Although Chesapeake previously tried to sell its Powder River assets, the independent has reconsidered its development approach for what Pigott calls “a huge asset” that can benefit from Chesapeake’s “big data journey.”

Chesapeake introduced field automation to its producing assets in 2005, gathering big data to optimize development. As of 2017, Chesapeake used remote fracturing monitoring as part of its analytics.

The company is seeking growth by trying to optimize its entire completions strategy from fracturing fluid analysis, proppant loading, perf cluster spacing, and reservoir characterization, to choke management, lateral length efficiency, and formation targeting, Pigott said. Refracturing jobs have improved capital efficiency in Chesapeake’s Gulf Coast business unit, which includes the Haynesville shale, he said.

Analytics helped Chesapeake increase its production by 30% over 2 years in the Haynesville where the company drilled its first 15,000-ft lateral in 2017. Separately, it ran four 10,000-ft laterals from one Bossier well pad, resulting in 133 MMcfd of production.

Chesapeake maintains three rigs and one fracturing crew in Haynesville shale to create what Pigott calls differential performance compared with Chesapeake’s peers, many of which are running several Haynesville rigs.

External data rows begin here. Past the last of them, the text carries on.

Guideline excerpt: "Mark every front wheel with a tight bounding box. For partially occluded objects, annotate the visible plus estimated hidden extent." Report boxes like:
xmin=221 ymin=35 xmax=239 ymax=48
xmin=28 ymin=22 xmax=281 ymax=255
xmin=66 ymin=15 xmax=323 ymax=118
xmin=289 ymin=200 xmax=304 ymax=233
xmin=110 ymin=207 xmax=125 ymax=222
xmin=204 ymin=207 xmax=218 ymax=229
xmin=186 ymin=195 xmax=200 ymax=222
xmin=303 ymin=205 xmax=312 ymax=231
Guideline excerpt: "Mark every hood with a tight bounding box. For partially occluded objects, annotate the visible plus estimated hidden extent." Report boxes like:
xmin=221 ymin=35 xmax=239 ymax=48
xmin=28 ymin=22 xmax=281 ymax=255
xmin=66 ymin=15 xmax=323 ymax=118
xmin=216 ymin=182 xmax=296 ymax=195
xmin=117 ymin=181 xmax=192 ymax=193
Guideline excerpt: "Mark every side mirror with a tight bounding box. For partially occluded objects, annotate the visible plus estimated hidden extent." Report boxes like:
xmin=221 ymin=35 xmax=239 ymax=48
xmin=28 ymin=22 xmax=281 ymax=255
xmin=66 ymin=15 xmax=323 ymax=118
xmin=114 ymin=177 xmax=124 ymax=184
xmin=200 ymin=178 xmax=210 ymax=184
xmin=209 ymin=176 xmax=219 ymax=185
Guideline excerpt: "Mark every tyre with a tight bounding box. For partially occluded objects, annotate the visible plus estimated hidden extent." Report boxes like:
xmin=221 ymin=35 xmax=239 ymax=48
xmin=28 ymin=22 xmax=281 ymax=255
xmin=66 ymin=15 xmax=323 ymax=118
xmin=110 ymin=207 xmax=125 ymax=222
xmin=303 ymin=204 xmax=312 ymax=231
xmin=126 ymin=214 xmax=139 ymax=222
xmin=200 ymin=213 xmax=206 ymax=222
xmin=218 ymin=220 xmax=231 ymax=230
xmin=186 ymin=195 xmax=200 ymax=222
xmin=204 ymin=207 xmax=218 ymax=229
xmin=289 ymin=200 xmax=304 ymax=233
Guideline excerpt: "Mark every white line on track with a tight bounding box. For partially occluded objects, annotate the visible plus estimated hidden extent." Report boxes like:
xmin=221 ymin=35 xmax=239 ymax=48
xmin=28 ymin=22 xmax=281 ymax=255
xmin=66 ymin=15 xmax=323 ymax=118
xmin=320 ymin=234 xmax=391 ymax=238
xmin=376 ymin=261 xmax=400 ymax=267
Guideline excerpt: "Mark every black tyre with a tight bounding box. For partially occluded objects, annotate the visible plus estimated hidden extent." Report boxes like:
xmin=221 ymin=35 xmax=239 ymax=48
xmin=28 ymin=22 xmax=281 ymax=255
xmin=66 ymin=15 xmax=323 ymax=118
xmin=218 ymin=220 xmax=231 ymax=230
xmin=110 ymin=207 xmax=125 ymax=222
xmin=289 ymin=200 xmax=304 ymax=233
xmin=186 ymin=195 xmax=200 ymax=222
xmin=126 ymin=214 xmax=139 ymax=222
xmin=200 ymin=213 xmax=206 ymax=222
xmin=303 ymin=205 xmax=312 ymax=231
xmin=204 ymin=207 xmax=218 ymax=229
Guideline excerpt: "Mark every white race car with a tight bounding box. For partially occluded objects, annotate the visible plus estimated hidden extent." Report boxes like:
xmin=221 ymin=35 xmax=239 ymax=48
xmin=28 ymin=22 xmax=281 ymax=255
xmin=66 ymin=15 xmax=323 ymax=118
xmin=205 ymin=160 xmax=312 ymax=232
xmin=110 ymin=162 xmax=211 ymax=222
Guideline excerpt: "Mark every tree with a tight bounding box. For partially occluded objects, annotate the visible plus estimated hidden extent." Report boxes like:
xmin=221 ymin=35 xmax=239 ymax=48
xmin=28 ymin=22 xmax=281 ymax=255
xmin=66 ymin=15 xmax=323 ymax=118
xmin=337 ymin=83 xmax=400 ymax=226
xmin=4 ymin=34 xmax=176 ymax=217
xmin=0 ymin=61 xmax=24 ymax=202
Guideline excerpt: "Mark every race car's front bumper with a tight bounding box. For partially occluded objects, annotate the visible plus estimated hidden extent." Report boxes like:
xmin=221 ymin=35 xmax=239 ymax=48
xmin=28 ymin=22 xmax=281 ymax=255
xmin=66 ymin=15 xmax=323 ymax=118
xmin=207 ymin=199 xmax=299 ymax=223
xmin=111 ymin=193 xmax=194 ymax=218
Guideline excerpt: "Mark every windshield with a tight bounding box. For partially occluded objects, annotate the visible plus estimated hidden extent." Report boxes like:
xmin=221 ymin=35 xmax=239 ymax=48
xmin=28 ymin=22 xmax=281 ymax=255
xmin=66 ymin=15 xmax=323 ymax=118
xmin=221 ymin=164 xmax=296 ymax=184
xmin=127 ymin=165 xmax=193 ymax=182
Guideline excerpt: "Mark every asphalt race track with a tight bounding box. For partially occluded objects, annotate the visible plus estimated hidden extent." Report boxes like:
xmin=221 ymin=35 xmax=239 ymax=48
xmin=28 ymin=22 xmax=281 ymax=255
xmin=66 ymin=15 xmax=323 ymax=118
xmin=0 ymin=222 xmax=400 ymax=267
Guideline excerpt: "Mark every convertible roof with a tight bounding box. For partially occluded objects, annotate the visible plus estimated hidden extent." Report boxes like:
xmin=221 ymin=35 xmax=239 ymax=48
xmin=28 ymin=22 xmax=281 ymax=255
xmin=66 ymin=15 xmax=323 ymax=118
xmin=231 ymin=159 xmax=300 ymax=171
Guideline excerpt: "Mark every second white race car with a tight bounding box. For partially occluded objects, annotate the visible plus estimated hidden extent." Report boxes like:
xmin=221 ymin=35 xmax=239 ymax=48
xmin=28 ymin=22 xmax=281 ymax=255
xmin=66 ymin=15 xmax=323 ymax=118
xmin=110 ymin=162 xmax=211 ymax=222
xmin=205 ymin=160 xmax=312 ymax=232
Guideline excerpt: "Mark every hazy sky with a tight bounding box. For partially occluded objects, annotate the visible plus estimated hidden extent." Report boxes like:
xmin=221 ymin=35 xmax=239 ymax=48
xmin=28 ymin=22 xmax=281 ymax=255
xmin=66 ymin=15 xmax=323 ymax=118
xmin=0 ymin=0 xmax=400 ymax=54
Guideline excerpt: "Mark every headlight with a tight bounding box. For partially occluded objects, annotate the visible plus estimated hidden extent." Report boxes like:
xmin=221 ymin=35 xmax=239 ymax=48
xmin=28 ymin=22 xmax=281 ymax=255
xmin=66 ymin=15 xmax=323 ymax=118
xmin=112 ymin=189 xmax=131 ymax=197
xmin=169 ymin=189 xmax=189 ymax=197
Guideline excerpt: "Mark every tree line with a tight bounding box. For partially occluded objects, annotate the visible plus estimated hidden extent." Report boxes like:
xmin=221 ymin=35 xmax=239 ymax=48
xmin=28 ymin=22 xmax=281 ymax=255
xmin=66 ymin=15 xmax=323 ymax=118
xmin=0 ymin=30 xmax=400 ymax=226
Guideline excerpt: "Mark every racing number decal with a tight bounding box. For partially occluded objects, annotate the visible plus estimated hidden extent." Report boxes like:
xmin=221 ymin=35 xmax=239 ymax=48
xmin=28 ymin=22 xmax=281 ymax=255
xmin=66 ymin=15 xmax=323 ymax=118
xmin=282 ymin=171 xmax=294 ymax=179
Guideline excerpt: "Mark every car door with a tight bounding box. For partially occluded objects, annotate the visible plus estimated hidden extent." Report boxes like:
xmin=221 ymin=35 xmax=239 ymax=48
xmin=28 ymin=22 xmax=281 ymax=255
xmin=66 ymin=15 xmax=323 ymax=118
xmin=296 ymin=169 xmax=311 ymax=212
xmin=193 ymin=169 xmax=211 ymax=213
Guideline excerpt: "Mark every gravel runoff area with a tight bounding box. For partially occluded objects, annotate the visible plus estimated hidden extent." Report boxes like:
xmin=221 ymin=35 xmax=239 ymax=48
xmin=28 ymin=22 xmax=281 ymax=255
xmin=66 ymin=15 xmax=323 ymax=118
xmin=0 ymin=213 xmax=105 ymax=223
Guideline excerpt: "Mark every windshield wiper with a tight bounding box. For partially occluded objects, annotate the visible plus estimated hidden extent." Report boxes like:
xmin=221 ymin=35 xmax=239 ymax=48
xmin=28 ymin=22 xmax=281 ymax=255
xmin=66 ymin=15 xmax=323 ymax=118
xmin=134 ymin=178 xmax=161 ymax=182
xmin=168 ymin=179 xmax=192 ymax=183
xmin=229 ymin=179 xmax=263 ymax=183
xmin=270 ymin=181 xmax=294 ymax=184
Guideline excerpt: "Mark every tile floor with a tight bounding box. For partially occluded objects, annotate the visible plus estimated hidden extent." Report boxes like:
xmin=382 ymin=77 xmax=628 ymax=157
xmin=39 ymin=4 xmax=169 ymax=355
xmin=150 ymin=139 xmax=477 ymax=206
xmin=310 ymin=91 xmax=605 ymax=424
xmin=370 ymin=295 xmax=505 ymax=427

Regarding the Eagle Ford, Pigott considers it to be Chesapeake’s “oil-growth engine,” saying the company has completed a 16,000-ft lateral with peak production of 2,350 b/d. He noted that Chesapeake’s enhanced completions have helped double its Eagle Ford production since 2015.

Shell’s Smart Fields

Royal Dutch Shell’s Smart Fields approach uses sensors to optimize oil and gas recovery. Shell first used Smart Fields in the late 1960s at High Island 160 in the shallow Gulf of Mexico waters off Texas.

Smart Fields evolved as Shell engineers realized more could be done through automation. Charlie Williams, Shell’s chief scientist for well engineering and production, said much Permian basin production in West Texas and New Mexico depends on beam pump artificial lift.

“It was quite apparent that there was opportunity to not only computer-control, but also computer-optimize, our operations,” Williams said. “We put in control systems that allowed us to optimize production from each artificial lift well and do automatic well tests.”

Shell’s Smart Fields concept started with Smart Wells. The Smart Wells concept involves completions designs that incorporate downhole equipment to control flow in and out of the well, combined with sensors that measure pressure, temperature, flow, fluid composition and potentially seismic events.

Smart Fields resulted from research collaboration with Shell’s partners. The technology has enabled projects to increase production, reduce downtime, and improve recovery rates while reducing costs and minimizing safety risks.

Shell has tight oil and shale gas reserves in the Permian basin, Marcellus. Utica, and Haynesville plays.

Previously, Shell and partner China National Petroleum Corp. developed a well manufacturing system for high-density drilling in coalbeds, tight sands, and shales (OGJ, Oct. 3, 2011, p. 108).

Specialized equipment ensures the drilling trajectory stays inside gas-producing zones. It also enables teams to monitor production in real time.

Rigs can be moved from one well to another and are supervised from a central control room. A combination of speed, automation, and standardized tasks reduces drilling cost and duration, Shell said.